Barrett Brown, whose email activity has been suspended until April 2016, said he found out about the restriction an hour after reaching a journalist and had been given no explanation for the move. He had also been in touch with The Intercept’s Glenn Greenwald regarding a possible writing stint with the publication.
18 December 2014, 14:32 GMT
According to Bureau of Prisons policy, inmates are allowed access to the TRULINCS e-mail system with certain limitations.
Inmates may send electronic messages to securely, efficiently and economically maintain contact with persons in the community. … [but] the CEO prohibits or discontinues its operation, or individual inmates' participation, whenever it is determined to jeopardize the safety, security, or orderly operation of the correctional facility, or the protection of the public and staff,” the policy reads.
According to a Barrett support group, however, the Bureau of Prisons violated its own policy by terminating Barrett’s email access.
“This is contrary to the BOP’s own policy on several points, as noted in their 2009 documentation – the administration is only allowed to remove access to TRULINCS for thirty days pending an investigation of any potential misuse, and the inmate is supposed to be informed in writing of the reason for that,” the group said in a statement.

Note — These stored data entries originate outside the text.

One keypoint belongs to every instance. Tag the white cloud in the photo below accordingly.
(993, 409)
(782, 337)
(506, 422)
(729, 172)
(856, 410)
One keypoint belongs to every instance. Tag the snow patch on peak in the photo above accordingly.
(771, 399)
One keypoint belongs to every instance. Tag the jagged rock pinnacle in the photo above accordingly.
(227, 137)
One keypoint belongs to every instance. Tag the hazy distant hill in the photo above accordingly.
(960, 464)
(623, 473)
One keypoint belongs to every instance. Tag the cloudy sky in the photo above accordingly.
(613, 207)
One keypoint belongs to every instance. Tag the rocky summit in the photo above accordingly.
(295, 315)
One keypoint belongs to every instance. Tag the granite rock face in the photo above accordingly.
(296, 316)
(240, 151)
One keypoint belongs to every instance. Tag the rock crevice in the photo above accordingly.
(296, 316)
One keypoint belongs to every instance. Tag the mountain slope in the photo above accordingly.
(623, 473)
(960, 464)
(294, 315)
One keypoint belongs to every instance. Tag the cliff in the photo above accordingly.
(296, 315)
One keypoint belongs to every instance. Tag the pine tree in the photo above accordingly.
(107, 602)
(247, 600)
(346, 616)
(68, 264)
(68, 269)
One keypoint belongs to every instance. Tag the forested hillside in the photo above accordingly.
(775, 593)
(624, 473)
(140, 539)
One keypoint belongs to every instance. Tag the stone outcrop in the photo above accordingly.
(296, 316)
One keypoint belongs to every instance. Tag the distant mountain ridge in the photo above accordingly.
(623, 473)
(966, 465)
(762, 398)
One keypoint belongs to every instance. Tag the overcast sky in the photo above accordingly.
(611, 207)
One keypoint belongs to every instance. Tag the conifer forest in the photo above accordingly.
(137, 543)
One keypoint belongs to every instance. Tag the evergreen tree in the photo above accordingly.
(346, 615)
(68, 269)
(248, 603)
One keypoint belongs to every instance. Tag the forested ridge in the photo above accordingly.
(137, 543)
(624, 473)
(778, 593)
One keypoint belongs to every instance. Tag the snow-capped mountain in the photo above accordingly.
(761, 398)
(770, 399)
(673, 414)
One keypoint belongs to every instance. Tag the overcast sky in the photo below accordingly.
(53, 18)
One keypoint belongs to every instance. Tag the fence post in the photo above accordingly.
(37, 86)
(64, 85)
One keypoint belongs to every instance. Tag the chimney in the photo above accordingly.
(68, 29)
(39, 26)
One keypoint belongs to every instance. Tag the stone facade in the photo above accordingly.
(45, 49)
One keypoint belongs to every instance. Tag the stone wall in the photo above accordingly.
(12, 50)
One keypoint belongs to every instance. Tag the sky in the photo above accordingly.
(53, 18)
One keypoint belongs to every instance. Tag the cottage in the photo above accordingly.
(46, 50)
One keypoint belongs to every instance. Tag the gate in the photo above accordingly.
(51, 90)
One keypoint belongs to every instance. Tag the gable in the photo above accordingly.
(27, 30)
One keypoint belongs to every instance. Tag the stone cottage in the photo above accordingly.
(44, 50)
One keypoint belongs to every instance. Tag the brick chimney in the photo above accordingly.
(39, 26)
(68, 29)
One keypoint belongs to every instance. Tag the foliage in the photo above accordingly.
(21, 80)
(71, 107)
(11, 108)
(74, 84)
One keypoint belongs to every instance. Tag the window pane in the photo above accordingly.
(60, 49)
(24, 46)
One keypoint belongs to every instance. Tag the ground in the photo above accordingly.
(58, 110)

Brown was initially charged with fraud after sharing stolen credit card information about members of the intelligence contractor Stratfor. He was also ordered to pay nearly $900,000 in fines and restitution. These charges were dropped after he accepted a plea deal in April 2014.
25 March 2015, 13:30 GMT
Brown pleaded guilty to threatening an FBI agent in an online video and providing a link to data which had been stolen from the private intelligence group Stratfor, which was hacked by Anonymous in 2011.
Brown, a freelance writer for The Guardian, Vanity Fair and Huffington Post, faced over 100 years in prison, prior to accepting a plea bargain.

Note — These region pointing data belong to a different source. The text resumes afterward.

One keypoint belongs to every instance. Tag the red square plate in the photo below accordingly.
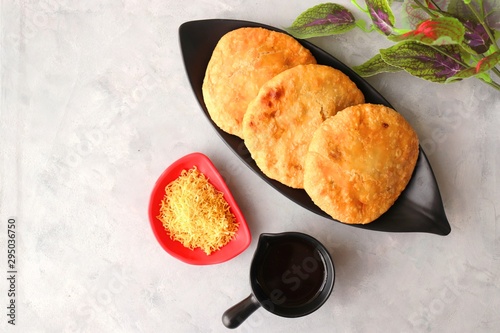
(175, 248)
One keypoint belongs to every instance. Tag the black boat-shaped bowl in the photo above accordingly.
(419, 208)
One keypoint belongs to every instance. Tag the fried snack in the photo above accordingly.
(242, 61)
(280, 121)
(359, 162)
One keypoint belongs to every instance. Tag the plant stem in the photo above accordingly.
(480, 18)
(496, 71)
(355, 3)
(436, 5)
(492, 84)
(425, 9)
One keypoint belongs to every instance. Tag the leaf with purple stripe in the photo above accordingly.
(322, 20)
(381, 15)
(375, 65)
(432, 63)
(436, 31)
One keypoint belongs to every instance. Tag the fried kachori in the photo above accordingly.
(242, 61)
(359, 162)
(279, 123)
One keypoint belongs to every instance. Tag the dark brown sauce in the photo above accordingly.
(292, 273)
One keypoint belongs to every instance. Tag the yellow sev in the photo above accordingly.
(196, 214)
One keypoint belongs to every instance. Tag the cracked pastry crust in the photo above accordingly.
(279, 123)
(242, 61)
(359, 162)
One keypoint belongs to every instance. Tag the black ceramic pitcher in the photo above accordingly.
(291, 275)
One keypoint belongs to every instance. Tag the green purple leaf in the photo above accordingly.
(432, 63)
(381, 15)
(375, 65)
(322, 20)
(436, 31)
(476, 37)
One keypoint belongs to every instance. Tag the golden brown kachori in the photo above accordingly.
(359, 162)
(279, 123)
(242, 61)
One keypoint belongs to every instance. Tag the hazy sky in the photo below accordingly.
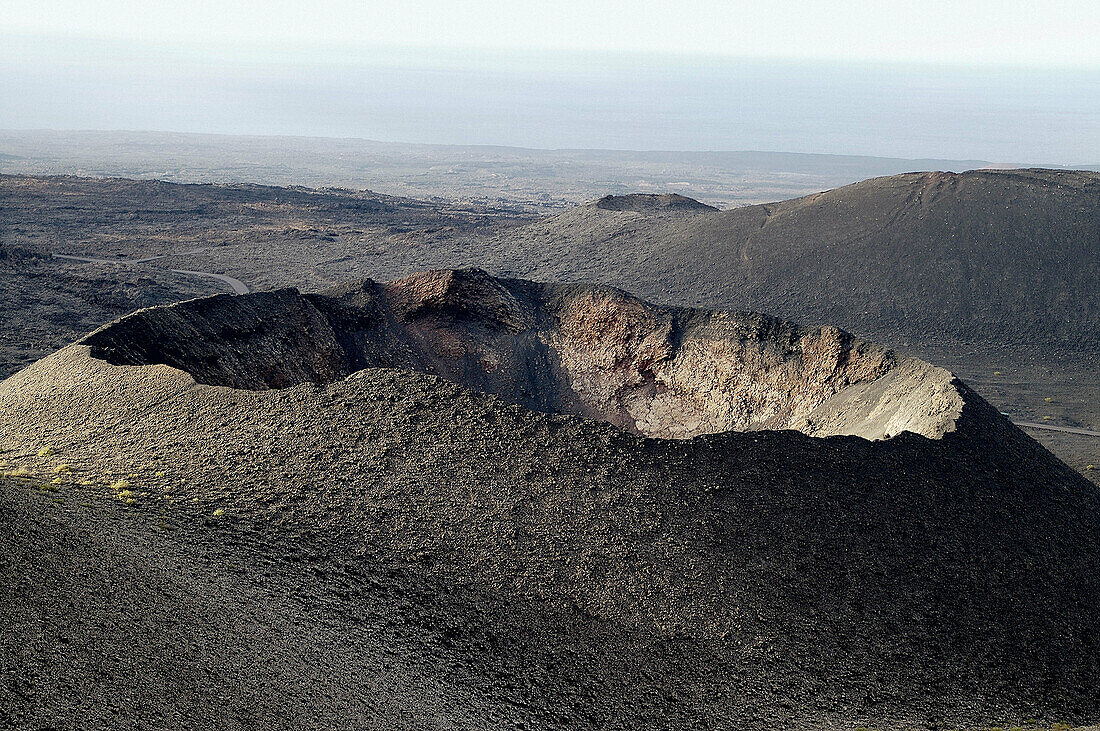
(1000, 80)
(1032, 32)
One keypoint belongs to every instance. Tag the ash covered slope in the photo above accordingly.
(1008, 256)
(584, 574)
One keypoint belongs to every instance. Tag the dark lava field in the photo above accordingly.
(452, 466)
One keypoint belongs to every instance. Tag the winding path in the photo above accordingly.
(1068, 430)
(238, 286)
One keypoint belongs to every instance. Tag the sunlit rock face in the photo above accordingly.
(592, 351)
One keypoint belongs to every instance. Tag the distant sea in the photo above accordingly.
(627, 102)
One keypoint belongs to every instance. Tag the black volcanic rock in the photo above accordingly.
(369, 462)
(651, 202)
(985, 256)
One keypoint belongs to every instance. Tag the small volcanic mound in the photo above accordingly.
(652, 203)
(594, 352)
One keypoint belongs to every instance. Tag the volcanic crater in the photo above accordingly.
(772, 561)
(591, 351)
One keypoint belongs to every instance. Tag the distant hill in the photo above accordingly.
(985, 256)
(378, 502)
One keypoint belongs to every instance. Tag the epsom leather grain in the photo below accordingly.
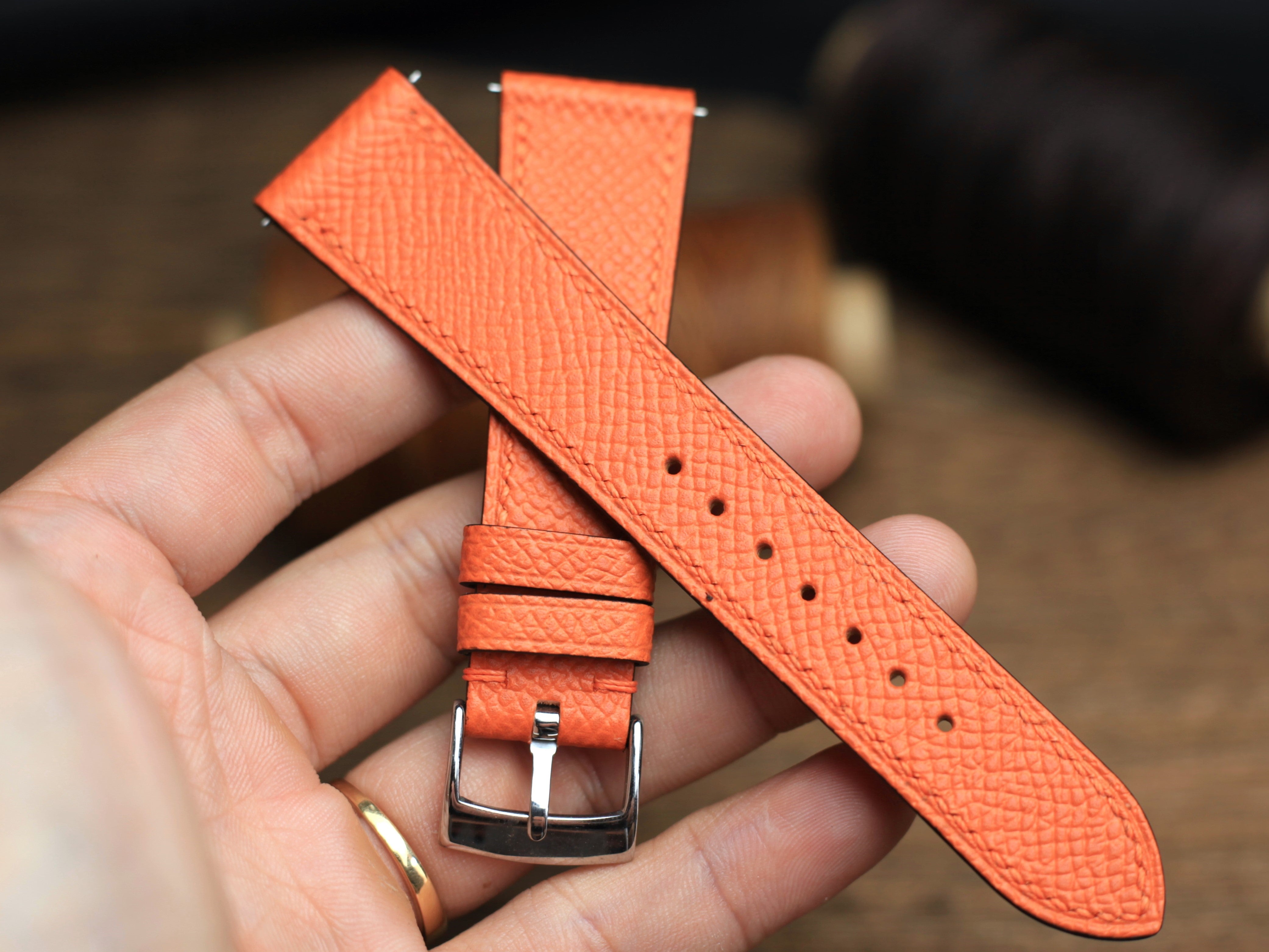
(400, 208)
(606, 165)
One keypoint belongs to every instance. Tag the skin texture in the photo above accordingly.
(164, 497)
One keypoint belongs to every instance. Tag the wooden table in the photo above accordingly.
(1126, 588)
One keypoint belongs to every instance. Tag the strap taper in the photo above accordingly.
(400, 208)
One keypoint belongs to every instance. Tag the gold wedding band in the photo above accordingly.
(423, 893)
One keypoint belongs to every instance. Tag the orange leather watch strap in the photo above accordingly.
(402, 209)
(552, 625)
(592, 565)
(606, 165)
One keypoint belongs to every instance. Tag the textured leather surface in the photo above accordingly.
(593, 694)
(501, 555)
(604, 164)
(555, 625)
(404, 211)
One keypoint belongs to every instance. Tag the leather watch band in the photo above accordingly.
(604, 164)
(400, 208)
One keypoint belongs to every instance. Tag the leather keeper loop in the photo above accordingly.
(503, 555)
(551, 625)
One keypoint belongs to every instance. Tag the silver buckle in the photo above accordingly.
(537, 837)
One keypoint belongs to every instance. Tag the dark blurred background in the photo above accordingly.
(1033, 236)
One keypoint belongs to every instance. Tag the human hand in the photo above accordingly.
(163, 498)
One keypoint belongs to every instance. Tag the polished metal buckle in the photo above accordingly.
(537, 837)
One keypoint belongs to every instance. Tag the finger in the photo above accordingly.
(724, 878)
(933, 556)
(349, 635)
(803, 409)
(206, 463)
(705, 701)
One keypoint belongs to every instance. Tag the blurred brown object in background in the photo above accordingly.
(752, 280)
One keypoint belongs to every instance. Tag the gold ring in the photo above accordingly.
(423, 893)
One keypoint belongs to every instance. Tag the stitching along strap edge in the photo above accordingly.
(398, 205)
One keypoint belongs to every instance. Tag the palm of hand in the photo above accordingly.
(163, 498)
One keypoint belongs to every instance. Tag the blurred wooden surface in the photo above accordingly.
(1127, 589)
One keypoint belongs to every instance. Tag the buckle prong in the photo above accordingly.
(537, 837)
(542, 747)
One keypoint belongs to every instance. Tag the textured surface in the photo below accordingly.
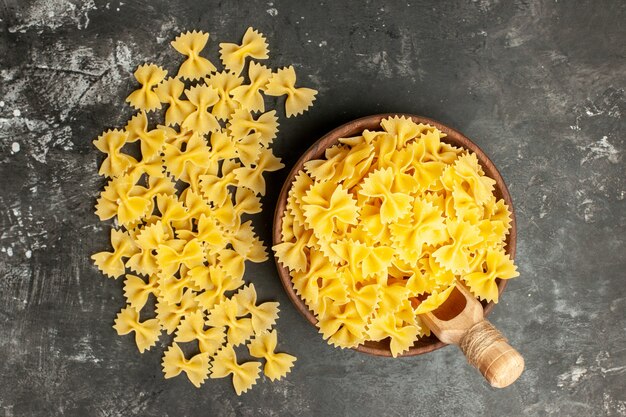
(539, 85)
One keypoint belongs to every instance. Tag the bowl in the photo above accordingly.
(355, 127)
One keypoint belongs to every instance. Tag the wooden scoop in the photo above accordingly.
(459, 320)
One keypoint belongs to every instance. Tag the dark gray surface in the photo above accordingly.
(539, 85)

The link that Brown shared contained confidential emails and credit card information that had already been hacked by someone else. Brown said he was unaware of the credit card information it contained but pleaded guilty to being an accessory after the fact for sharing the link with a hacker, and for hiding computers from the FBI agents who searched his home.
Brown has already served 31 months of the sentence, and is being sentenced to another 35 according to the Guardian, as well as $890,250 in restitution payments and $225 in fines.